How to improve query response times?

Hi Everyone,

We’re evaluating dremio on a medium sized dataset (40gb), below are some more details on this setup.

Machine config: 1 coordinator (16gb 4cpu), 2 worker nodes (64gb 16cpu each), 600GB ssd each.
Data Source: 40gb csv file residing in a S3 bucket
Reflections: Raw reflection + aggregation reflection (on pdfs)
Worker node memory config: heap=10GB, direct=48gb
Memory config in admin panel: 15GB for large queries and 5gb for small queries (approx)

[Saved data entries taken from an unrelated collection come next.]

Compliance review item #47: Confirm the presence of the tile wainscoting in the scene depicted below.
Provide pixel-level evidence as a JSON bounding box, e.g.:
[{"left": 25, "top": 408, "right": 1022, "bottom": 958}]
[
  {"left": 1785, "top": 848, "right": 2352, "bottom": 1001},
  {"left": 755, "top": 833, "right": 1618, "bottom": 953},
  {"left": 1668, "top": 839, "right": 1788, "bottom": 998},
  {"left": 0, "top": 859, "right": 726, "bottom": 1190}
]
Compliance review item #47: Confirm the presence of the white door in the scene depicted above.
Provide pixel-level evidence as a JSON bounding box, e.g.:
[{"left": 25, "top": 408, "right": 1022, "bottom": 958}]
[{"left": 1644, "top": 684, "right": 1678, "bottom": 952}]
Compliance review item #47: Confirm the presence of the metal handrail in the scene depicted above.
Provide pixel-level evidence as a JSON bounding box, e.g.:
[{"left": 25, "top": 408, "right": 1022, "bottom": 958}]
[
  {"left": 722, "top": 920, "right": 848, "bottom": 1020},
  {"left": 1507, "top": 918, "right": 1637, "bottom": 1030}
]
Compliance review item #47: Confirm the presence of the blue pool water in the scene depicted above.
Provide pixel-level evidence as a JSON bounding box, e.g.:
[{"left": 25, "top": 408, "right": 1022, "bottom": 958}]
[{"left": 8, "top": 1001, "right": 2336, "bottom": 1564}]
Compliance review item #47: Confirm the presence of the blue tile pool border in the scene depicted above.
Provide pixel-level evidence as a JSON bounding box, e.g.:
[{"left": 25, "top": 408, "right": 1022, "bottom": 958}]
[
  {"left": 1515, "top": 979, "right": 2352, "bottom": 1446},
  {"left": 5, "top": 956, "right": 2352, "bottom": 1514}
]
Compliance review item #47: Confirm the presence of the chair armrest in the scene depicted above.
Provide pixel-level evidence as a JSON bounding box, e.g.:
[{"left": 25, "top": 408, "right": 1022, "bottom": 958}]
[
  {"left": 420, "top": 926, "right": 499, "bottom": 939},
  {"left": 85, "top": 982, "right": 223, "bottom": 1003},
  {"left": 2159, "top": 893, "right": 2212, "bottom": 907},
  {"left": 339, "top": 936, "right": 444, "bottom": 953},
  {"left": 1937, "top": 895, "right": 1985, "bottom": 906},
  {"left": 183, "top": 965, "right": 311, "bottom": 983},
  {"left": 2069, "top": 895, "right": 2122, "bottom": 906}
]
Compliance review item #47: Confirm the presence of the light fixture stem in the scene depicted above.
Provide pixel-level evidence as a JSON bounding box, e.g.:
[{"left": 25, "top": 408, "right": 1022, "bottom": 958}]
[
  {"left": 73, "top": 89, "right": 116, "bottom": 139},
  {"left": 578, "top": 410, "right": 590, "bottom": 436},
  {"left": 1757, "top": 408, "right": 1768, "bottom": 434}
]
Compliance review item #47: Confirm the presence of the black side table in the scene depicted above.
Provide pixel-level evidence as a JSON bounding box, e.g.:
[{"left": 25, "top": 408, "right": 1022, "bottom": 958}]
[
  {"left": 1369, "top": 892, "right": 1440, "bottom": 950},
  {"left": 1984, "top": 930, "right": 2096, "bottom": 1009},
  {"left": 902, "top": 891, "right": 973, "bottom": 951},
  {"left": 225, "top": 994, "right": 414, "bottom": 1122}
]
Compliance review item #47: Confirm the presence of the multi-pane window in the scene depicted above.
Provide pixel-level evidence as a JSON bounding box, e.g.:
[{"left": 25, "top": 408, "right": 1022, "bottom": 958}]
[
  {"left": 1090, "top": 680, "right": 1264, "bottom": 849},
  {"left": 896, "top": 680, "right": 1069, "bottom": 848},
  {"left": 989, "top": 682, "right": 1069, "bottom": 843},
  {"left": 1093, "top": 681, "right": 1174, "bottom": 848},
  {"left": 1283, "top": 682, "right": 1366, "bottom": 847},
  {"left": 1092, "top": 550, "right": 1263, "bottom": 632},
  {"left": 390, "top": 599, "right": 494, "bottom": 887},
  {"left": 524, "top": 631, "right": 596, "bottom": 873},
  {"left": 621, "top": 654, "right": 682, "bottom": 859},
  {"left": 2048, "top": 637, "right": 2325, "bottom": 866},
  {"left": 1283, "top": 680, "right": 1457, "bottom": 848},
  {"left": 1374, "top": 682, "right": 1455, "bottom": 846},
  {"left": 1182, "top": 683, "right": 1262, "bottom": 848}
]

For this performance check we’ve devised a range of aggregation queries, query combinations include grouping on 1,2,3 dimension + a date, operation on a single measure, with and without any dimension/date filters

captured execution times:
ranging from 2sec - 1min, when queries are run sequencially
ranging from 2sec - 4mins when run parallelly

We have a few questions:

  • Are we missing any crucial setting which is degrading the overall query performance?
  • When we run the same query multiple times, the subsequent query executions take exactly same amount of time, shouldn’t the Cloud Cache kickin after a few runs? (i checked and it is enabled in the source settings though)
  • What could be a reasonable number in terms of query execution time on this setup.

Attaching a few profiles of slow running queries for your reference.

3m3s.zip (34.7 KB) 9m24s.zip (51.9 KB) 51s.zip (30.5 KB) 1m-47s.zip (33.3 KB)

Thanks,
Teja